Tu n’es pas uniquement historien mais également militant au sein de la Ligue Panafricaine – UMOJA. Pourrais-tu présenter cette organisation ? La Ligue Panafricaine – UMOJA est une organisation internationale et fédérale, présente dans plusieurs pays d’Afrique et de la diaspora africaine, sous forme d’associations et de partis. Elle a été créée en 2010 et refondée en 2012 avec l’objectif de ramener le panafricanisme dans le champ politique. Autofinancée, elle est présente sur les réseaux sociaux et dispose également d’un magazine et d’une maison d’édition. Chaque section dispose de son autonomie, puis des instances fédérales coordonnent l’activité des sections de manière transversale. C’est un espace d’initiatives, de formation, de débat, et – nous devons y travailler – de sécurité.

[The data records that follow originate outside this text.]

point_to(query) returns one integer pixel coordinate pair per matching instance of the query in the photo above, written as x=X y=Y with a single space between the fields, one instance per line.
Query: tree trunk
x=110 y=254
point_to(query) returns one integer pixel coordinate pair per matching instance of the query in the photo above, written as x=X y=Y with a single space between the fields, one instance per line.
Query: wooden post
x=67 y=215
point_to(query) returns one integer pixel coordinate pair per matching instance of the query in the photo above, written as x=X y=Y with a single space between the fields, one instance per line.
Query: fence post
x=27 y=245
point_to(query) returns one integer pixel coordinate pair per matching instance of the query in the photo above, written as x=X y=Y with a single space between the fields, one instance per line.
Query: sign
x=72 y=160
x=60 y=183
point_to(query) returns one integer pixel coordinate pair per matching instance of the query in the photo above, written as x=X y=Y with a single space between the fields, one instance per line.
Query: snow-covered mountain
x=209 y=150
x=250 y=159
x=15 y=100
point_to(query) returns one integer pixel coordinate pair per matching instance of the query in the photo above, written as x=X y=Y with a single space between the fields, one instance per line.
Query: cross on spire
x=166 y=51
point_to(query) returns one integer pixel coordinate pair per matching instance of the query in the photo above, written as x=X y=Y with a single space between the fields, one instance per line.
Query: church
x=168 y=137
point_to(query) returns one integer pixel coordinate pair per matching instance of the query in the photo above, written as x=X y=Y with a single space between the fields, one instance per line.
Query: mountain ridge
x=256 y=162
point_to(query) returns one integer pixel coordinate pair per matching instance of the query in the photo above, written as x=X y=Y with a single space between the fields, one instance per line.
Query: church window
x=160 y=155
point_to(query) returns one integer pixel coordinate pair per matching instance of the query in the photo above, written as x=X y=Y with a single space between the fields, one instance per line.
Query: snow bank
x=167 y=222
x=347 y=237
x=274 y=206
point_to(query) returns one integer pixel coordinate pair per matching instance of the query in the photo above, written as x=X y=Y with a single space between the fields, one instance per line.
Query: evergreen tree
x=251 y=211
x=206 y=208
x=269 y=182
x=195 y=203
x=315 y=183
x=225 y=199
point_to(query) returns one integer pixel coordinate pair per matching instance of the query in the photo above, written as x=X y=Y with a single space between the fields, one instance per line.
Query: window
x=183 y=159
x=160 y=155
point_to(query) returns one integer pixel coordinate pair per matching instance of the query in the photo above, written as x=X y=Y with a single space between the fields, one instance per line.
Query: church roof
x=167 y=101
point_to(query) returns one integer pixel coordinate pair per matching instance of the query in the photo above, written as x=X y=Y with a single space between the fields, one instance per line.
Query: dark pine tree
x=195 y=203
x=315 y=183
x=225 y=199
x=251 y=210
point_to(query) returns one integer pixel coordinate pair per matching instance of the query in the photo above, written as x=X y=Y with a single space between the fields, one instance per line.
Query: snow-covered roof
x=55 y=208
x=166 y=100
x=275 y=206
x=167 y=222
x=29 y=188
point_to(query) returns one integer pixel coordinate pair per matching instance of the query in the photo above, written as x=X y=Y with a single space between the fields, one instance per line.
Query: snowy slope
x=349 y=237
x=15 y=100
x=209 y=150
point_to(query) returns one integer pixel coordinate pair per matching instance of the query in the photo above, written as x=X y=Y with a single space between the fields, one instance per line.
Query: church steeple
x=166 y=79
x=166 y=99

L’organisation a des sections en Suisse et en France notamment. Quel rôle voyez-vous dans la diaspora ? La diaspora est le lieu de rencontre des Africain·e·s de toutes origines. Il est parfois plus facile pour un·e Ougandais·e et un·e Sénégalais·e de se rencontrer en Suisse qu’en Afrique par exemple. Les diasporas sont par essence déjà soumises à un contexte ostracisant qui veut que « tou·te·s les noir·e·s se ressemblent ». Ces stéréotypes racistes montrent une unité de condition et de traitement malgré l’immense diversité de statut des Africains en Europe.

Il existe aussi une diaspora africaine fondamentalement néocoloniale. Les pays d’accueil, qui sont en général d’anciennes puissances esclavagistes et colonialistes, lancent actuellement de nouvelles initiatives coloniales en utilisant les codes de la diaspora. Il faut donc une diaspora conscientisée et formée sur tous ces enjeux.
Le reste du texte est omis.